Message non lu par p.cristian »

Qu'importe l'embouteilleur, pourvu qu'on ait l'ivresse ;)
et qui suis-je pour juger Hugo.
Qu'il se soit tourné vers l'occultisme après la mort de Léopoldine me semble compréhensible.

Mais il a quand même écrit ceci, qui a mes yeux est l'un des plus beaux poèmes de langue française.


Booz s'était couché de fatigue accablé ;
Il avait tout le jour travaillé dans son aire ;
Puis avait fait son lit à sa place ordinaire ;
Booz dormait auprès des boisseaux pleins de blé.

Ce vieillard possédait des champs de blés et d'orge ;
Il était, quoique riche, à la justice enclin ;
Il n'avait pas de fange en l'eau de son moulin ;
Il n'avait pas d'enfer dans le feu de sa forge.

Sa barbe était d’argent comme un ruisseau d’avril.
Sa gerbe n’était point avare ni haineuse ;
Quand il voyait passer quelque pauvre glaneuse ;
« Laissez tomber exprès des épis, » disait-il.

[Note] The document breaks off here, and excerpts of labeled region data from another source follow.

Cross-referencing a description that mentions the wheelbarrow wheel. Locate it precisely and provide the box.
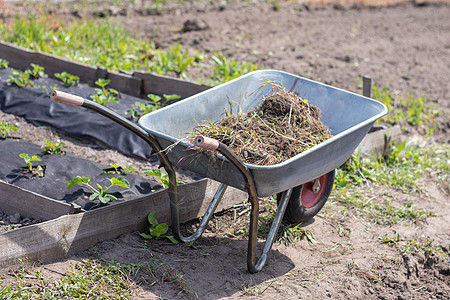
[277,170,335,223]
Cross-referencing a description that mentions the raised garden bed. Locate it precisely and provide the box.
[0,51,246,269]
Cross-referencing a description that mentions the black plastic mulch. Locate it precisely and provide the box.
[0,138,161,210]
[0,69,151,159]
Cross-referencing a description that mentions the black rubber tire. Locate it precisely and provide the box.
[277,170,335,223]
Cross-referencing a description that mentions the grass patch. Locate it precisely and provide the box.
[0,14,259,84]
[0,256,196,300]
[333,189,433,226]
[372,86,439,134]
[0,260,139,299]
[335,142,450,193]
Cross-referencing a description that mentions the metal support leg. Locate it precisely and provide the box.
[195,136,292,273]
[51,91,292,273]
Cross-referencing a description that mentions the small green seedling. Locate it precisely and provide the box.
[0,58,9,70]
[102,163,138,175]
[144,169,184,189]
[90,78,120,106]
[140,211,178,244]
[25,64,48,79]
[19,153,44,177]
[144,169,169,189]
[41,140,66,155]
[67,176,130,203]
[0,122,19,139]
[55,72,80,87]
[6,70,34,88]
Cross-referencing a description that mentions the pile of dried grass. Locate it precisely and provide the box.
[194,86,331,165]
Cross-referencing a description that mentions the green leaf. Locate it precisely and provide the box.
[144,169,162,178]
[31,155,42,161]
[139,233,153,240]
[163,94,181,101]
[98,194,111,203]
[89,193,100,201]
[67,176,83,189]
[147,94,161,102]
[147,211,158,226]
[150,223,169,238]
[164,235,180,244]
[106,194,117,200]
[19,153,31,164]
[110,177,130,189]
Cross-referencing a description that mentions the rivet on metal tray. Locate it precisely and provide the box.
[313,178,320,194]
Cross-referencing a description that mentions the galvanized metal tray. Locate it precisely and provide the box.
[139,70,387,197]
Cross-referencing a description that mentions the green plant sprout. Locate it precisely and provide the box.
[90,78,120,106]
[140,211,178,244]
[19,153,44,177]
[55,72,80,87]
[0,122,19,139]
[0,58,9,70]
[144,169,184,189]
[6,70,34,88]
[67,176,130,204]
[41,140,66,155]
[25,64,48,79]
[125,94,181,119]
[102,163,138,175]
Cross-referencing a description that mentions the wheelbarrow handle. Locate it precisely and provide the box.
[50,90,84,106]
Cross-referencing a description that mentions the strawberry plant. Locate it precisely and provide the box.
[25,64,48,79]
[90,78,120,106]
[55,72,80,87]
[102,163,138,175]
[41,140,66,155]
[0,122,19,139]
[140,211,178,244]
[19,153,44,177]
[6,70,34,88]
[67,176,130,203]
[0,58,9,70]
[144,169,184,189]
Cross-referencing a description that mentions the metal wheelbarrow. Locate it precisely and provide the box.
[52,70,387,273]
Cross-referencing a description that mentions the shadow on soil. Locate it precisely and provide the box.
[78,233,294,299]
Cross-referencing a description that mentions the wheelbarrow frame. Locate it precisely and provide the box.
[51,71,387,273]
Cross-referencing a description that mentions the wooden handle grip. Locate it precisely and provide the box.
[194,135,219,151]
[50,91,84,106]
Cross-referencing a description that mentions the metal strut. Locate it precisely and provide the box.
[194,136,292,273]
[51,91,292,273]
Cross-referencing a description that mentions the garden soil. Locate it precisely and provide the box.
[1,1,450,299]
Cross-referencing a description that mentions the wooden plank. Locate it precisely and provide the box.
[356,125,402,156]
[0,179,247,270]
[0,180,76,220]
[133,71,210,98]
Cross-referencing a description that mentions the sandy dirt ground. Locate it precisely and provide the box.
[0,1,450,299]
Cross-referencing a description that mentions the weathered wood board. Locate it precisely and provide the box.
[0,179,247,270]
[0,41,210,99]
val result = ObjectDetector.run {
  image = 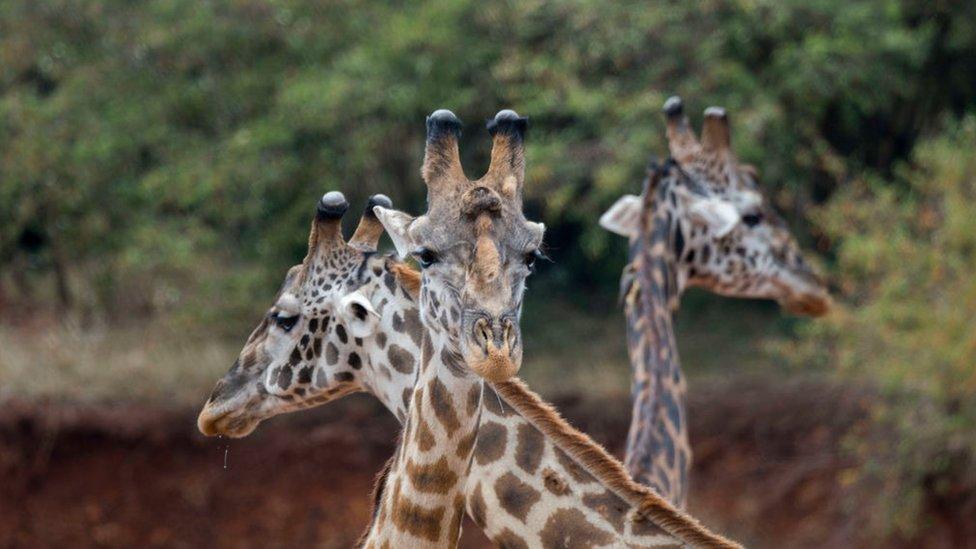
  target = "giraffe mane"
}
[490,377,741,548]
[353,452,399,549]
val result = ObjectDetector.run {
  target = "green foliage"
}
[790,117,976,534]
[0,0,976,324]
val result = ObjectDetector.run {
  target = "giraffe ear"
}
[339,290,380,337]
[373,206,417,258]
[686,194,741,238]
[600,194,641,238]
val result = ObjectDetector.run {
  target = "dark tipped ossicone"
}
[315,191,349,219]
[705,107,729,120]
[427,109,461,141]
[486,109,529,136]
[647,154,671,173]
[365,194,393,217]
[664,95,685,117]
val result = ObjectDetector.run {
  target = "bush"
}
[780,117,976,534]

Cet homme marchait pur loin des sentiers obliques,
Vêtu de probité candide et de lin blanc ;
Et, toujours du côté des pauvres ruisselant,
Ses sacs de grains semblaient des fontaines publiques.

Booz était bon maître et fidèle parent ;
Il était généreux, quoiqu’il fût économe ;
Les femmes regardaient Booz plus qu’un jeune homme,
Car le jeune homme est beau, mais le vieillard est grand.

Le vieillard, qui revient vers la source première,
Entre aux jours éternels et sort des jours changeants ;
Et l’on voit de la flamme aux yeux des jeunes gens.
Mais dans l’œil du vieillard on voit de la lumière.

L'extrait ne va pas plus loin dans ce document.